Горле закашлялась, будто опилки попали ей в горло. А старик Юххо лишь с горечью покачал головой, подошел к гигантскому пню и молча уселся на желтый пахучий срез.
– Их спиливают не по моей прихоти, – вяло оправдывался прораб Киркки, – а по проекту. Ведь эти деревья неизлечимо больны.
– А вот и нет! Те деревья, которые вы корчуете, по местным меркам вполне здоровы! – Кустаа нервно рассмеялся в лицо прорабу. Когда опытному садовнику в лицо врут насчет деревьев, он кривится в саркастической улыбке. Сам-то Кустаа хорошо знает, что в городе все деревья в той или иной мере больны, потому что берут на себя немощи людей.
– Их спиливают, – отбрыкивался Киркки, – чтобы построить крупнейший в городе торгово-развлекательный комплекс, от которого вам же будет польза. Там будут и карусели, и аттракционы, и кафетерии, и рестораны.
– Как можно терпеть, что вековые дубы спилили под деревянные помосты для аттракционов и летних кафе?! – возмущались горожане. – Как можно, чтобы в старинном парке, куда мы носим священную еду, были заведения с пошлыми танцульками?
– А то, что мы сейчас строим, будет крупнейшей парковкой, – поспешил успокоить всех прораб. – А сам Центр будет построен чуть глубже, в самом парке. Но вы не переживайте. В Центре запланированы оранжереи. Там будут расти и плодоносить южные абрикосы, апельсины, каштаны и кокосовые пальмы. Кустарники жимолости и другие, декоративные. Там будет город-сад по задумке Хаппоненов и мэра.

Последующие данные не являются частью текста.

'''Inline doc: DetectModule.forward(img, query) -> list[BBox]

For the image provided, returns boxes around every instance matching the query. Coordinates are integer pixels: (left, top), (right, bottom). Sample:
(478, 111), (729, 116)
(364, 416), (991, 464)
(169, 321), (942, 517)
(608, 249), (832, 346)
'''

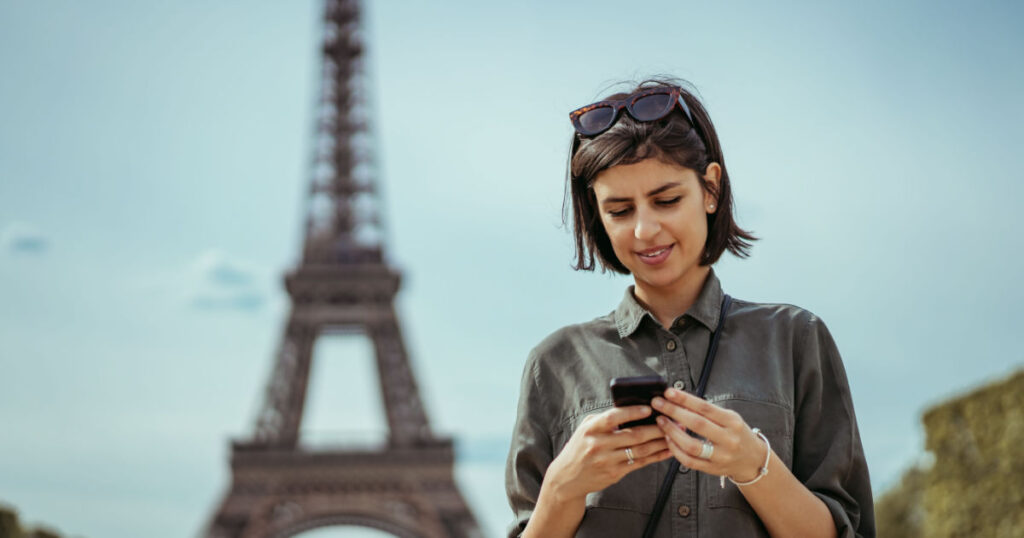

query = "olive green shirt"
(505, 271), (874, 538)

– Абрикосы и пальмы? – удивился Кустаа. – И это у нас-то, на севере, в пограничной зоне широколиственных северных лесов и тайги? В крае, где растут ели и сосны, березы и дубы, липы и вязы?
– Вот вам и будет разнообразие! И детишкам радость! – не сдавался Киркка.

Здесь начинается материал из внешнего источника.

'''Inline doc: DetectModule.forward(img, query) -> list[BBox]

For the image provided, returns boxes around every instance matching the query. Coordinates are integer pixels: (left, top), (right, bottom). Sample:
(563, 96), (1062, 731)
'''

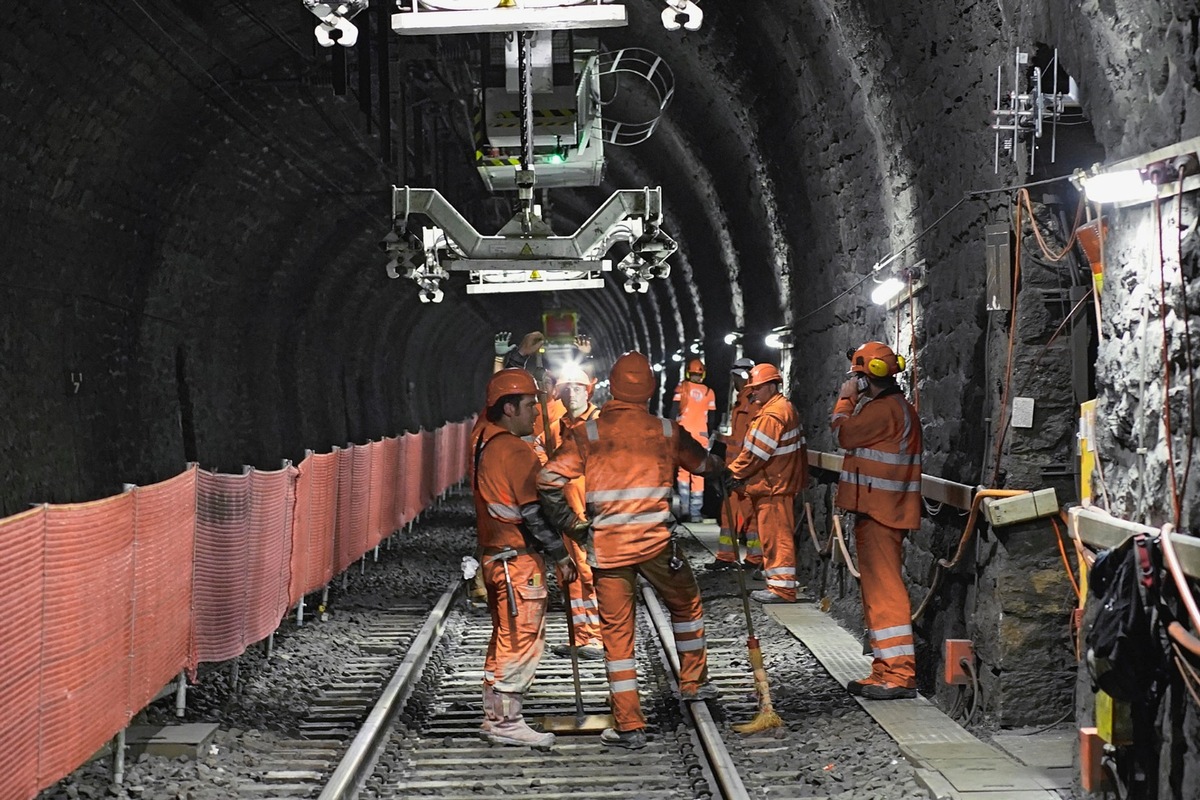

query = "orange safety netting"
(192, 468), (295, 661)
(0, 507), (46, 798)
(0, 420), (472, 798)
(288, 453), (337, 604)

«Какой, к черту декоративный кустарник? – с жалостью подумал садовник Кустаа. Уж он-то лучше всех знал, что посаженный куст, даже если приживется, будет вырастать не один год. – И разве его нельзя с тем же успехом высаживать под деревья? Под защитой дубов и вязов, что спасают город от экологической катастрофы, берегут здоровье малышей и беременных, что гуляют по парку?»

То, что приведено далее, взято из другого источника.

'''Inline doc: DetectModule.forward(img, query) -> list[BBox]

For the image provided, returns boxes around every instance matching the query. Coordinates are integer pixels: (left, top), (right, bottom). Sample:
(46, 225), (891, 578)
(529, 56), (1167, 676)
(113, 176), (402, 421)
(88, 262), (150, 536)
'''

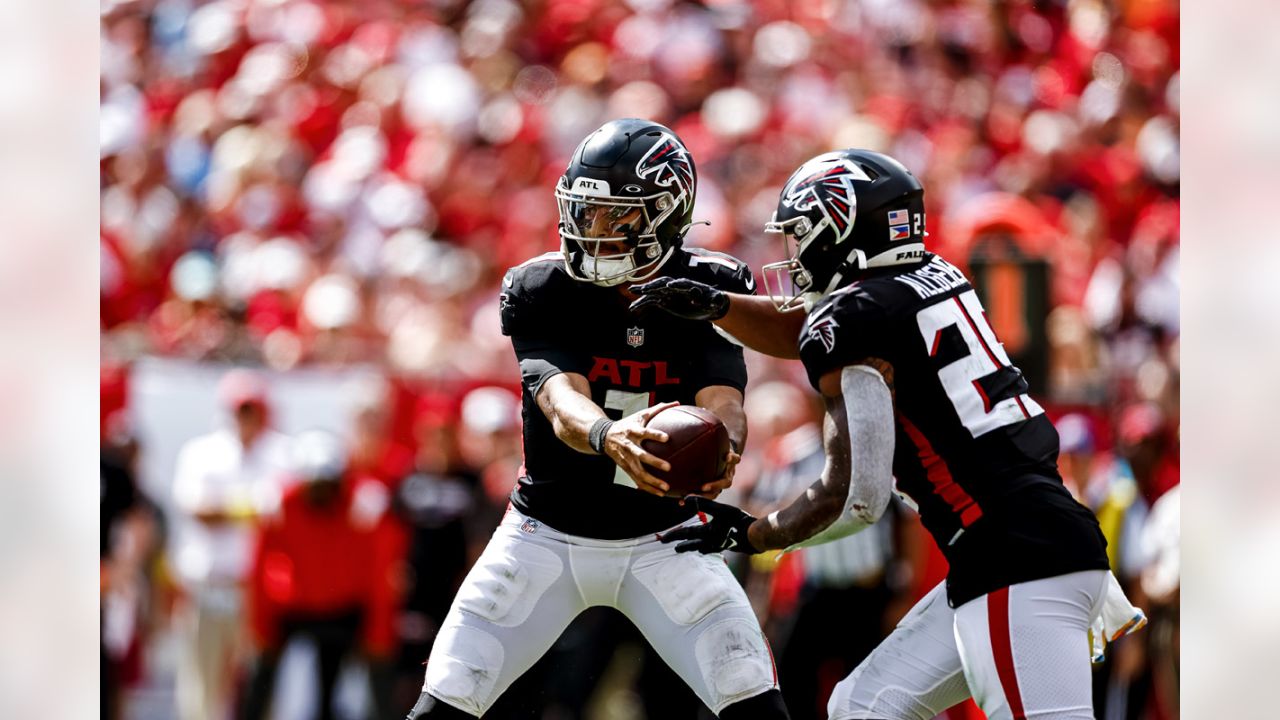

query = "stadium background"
(100, 0), (1179, 717)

Кустаа окинул столпившихся горожан задумчивым взглядом.
«Не стоит обольщаться, – понял он. – Здесь больше никогда ничего не посадят. Здесь будет мертвая зона. Мертвая и гнилая».
10
Нижний Хутор – очень тесный городок: в нем почти все друг друга знают. Куда бы ты ни пошел: в театр ли – восхищаться Акте, в больницу ли – восхищаться искусством Эску Лаппи; чем бы ты ни занялся, обязательно встретишь кого-нибудь знакомого, и вскоре о твоих делах будут трещать сороки на каждой интернет-ветке, и даже рыбак Вялле будет о них судачить.
Да ладно бы еще в театр. Бывает, выйдешь из дома, как тут же встретишь у подъезда на лавочке старух Лахью и Рухью, которые, как бывалые партизаны-охотники, вдруг притаятся и примолкнут. А пройдешь несколько шагов – и столкнешься нос к носу с субтильным юношей Субти.
– Куда путь держишь, дружище?
– В «Дубки.
– И я туда же. Пойдем вместе?
– Ну, пойдем, – нехотя соглашается Субти, будто ты пытаешься отнять у него кислород.